Informatik_Spektrum_33_1_2010

Der Computer ist damit in den 60 bis 70 Jahren seines Bestehens von einer mathematischen Maschine zu einem Knoten in einem weltumspannenden Netz geworden, der Kommunikationsaspekt hat sich dem algorithmischen Aspekt hinzugesellt. Zugleich hat sich das Interesse den Anwendungen des Computers zugewandt, sodass Informatik heute vor allem die Technik der Anwendungen des Computers ist.

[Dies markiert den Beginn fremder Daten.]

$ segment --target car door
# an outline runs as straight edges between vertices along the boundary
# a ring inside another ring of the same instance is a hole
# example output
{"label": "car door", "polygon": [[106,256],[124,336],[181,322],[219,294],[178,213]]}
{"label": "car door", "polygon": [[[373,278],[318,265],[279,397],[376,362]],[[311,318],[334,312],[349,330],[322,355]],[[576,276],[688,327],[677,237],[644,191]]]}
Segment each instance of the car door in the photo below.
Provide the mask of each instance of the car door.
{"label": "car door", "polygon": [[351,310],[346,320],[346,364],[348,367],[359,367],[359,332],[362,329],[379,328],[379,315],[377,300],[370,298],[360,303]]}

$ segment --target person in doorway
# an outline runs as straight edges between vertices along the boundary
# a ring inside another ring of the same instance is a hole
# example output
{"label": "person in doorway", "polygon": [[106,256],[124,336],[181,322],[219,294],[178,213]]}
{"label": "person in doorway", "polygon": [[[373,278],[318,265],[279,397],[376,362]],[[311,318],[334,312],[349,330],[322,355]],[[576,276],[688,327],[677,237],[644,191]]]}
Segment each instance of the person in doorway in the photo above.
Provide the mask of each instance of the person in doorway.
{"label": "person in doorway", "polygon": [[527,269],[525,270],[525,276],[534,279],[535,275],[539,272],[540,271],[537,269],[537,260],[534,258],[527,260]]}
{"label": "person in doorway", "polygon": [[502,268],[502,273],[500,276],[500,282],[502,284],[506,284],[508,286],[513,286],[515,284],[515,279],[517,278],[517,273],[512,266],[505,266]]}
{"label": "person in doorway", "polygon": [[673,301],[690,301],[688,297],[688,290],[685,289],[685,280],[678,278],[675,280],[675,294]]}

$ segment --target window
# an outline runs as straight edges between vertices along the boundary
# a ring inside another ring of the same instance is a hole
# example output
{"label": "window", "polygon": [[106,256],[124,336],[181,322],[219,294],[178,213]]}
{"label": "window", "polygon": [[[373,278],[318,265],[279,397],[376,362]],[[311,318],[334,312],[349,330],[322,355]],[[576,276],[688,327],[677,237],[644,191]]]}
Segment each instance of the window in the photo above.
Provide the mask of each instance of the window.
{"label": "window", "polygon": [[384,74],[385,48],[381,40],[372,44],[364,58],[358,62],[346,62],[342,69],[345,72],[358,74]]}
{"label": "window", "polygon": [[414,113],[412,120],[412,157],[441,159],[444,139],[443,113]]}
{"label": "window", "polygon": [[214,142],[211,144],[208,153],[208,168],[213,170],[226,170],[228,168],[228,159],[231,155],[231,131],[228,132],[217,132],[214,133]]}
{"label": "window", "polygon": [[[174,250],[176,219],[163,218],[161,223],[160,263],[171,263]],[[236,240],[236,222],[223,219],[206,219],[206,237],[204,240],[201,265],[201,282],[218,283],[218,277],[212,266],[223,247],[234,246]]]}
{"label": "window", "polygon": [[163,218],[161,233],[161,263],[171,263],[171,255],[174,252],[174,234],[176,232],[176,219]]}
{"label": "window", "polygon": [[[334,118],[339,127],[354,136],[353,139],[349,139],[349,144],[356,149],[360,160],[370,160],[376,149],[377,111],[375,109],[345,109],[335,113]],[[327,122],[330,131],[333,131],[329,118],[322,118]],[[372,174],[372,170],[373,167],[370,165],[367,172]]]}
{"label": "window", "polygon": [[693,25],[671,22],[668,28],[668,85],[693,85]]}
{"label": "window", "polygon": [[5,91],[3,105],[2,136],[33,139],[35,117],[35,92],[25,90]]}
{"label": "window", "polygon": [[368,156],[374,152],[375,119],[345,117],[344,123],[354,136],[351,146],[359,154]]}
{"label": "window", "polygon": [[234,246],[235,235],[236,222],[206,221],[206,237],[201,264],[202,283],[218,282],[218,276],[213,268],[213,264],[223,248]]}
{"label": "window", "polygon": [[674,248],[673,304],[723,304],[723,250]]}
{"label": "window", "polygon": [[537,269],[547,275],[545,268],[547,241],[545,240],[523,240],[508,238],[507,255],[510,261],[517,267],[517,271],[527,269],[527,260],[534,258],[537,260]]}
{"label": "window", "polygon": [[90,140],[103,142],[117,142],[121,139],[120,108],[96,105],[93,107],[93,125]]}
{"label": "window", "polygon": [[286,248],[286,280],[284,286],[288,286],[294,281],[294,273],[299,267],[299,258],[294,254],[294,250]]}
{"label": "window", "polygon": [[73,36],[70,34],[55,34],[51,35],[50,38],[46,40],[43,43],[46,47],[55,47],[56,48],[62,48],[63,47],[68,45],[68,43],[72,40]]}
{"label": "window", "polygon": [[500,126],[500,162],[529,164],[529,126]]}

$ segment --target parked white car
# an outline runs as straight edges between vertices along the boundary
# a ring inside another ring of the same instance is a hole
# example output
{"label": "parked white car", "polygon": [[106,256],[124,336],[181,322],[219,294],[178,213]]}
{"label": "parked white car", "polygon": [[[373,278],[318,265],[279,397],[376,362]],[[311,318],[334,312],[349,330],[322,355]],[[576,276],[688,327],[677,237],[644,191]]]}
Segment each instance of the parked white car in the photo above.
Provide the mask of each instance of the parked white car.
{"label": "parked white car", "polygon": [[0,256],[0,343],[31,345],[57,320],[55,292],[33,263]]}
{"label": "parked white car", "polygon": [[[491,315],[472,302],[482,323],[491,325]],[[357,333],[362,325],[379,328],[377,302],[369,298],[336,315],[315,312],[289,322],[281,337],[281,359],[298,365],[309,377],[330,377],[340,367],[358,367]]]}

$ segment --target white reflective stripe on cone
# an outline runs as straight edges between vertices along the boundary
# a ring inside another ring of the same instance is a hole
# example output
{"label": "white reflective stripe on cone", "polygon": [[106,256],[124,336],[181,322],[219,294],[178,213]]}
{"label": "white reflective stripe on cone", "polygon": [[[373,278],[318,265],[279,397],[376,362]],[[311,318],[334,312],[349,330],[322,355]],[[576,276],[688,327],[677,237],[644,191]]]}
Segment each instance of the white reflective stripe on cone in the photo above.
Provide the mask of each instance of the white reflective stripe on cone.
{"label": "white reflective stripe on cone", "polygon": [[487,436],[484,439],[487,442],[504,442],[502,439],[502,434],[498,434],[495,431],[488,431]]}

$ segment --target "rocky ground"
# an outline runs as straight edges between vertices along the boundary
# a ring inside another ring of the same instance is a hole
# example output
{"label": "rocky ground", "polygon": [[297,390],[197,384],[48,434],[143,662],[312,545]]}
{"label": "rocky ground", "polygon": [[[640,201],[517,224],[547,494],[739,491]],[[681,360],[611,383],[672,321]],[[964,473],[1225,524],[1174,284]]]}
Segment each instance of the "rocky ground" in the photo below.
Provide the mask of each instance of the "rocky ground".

Die Rolle der Technischen Informatik Die Informatik wird – wenigstens im deutschsprachigen Raum – in vier Teilgebiete eingeteilt: Theoretische, Technische, Praktische und Angewandte Informatik, wobei sich die Technische mit dem Bau von Computern und die Praktische mit ihrer Programmierung beschäftigt. Man begegnet immer wieder der Auffassung, dass der Computer nur die Stellung eines Werkzeugs der Informatik ist, so wie das Fernrohr ein Werkzeug der Astronomie ist. (siehe Definition in der Wikipedia). Es gibt Lehrbücher und Vorlesungen, die sich ,,Einführung in die Informatik“ (oder ähnlich) nennen, aber nur eine Einführung in das Programmieren sind. Mitunter werden noch ein paar Grundbegriffe der Theoretischen Informatik und einige Anwendungen hinzugefügt, aber die Technische Informatik bleibt ausgespart, ohne dass eine Erklärung dafür gegeben wird. Dieser Auffassung soll hier entgegengetreten und statt dessen betont werden, dass es hauptsächlich die Weiterentwicklung des Computers und damit die Technische Informatik ist, der wir die meisten Fortschritte der Informatik verdanken. Die Technische Informatik und die ihr zu Grunde liegenden Fortschritte der Halbleitertechnik, der Optoelektronik und anderer Techniken sind es, die den heutigen Computer ermöglicht haben. Ohne den realen, aus Schaltkreisen bestehenden Computer, hätte sich die Kenntnis von den Algorithmen und Datenstrukturen nicht entwickelt; ohne die Möglichkeit, statt zehn oder zwanzig Maschinenwörter in Registern, zehntausend im Ferritkernspeicher zu speichern, wären keine Programmiersprachen, Compiler und Betriebssysteme entstanden; ohne die Erfindung der integrierten Schaltkreise gäbe es keine Mikrocomputer und damit viel geringere Kenntnisse über Rechnernetze, Parallelität und Mensch-Maschine-Kommunikation. Welche technische Errungenschaft man auch nimmt –

den Transistor, die integrierten Schaltkreise, den Rasterbildschirm, den Magnetplattenspeicher, die optischen Speicher und die optische Datenübertragung – immer war die Hardware-Entwicklung Ausgangspunkt für neue Entwicklungen in den anderen Teilen der Informatik, war es die HardwareEntwicklung, die der Software-Entwicklung das Gesetz des Handelns aufzwang. Somit haben wir in der Technischen Informatik die Ursache der meisten Fortschritte in der Informatik zu suchen. Sie ist der Motor, der die Informatik antreibt, nicht etwa die Praktische Informatik, wie viele meinen. Das zeigt sich ständig aufs Neue darin, dass zuerst eine neue Schaltkreistechnik, ein neuer Mikroprozessorchip oder ein neues Speichermedium entwickelt wird, und dass es danach meist Jahre dauert, bis es die Software gibt, die die neue Hardware auszunutzen gestattet. Die hier skizzierte Rolle der Technischen Informatik darf jedoch nicht dahingehend missverstanden werden, dass die Programmierung, also die Praktische Informatik, etwas nachträglich Hinzugefügtes wäre. Hardware und Software sind vielmehr in Prozessoren und anderen Baugruppen aufs engste miteinander verwoben.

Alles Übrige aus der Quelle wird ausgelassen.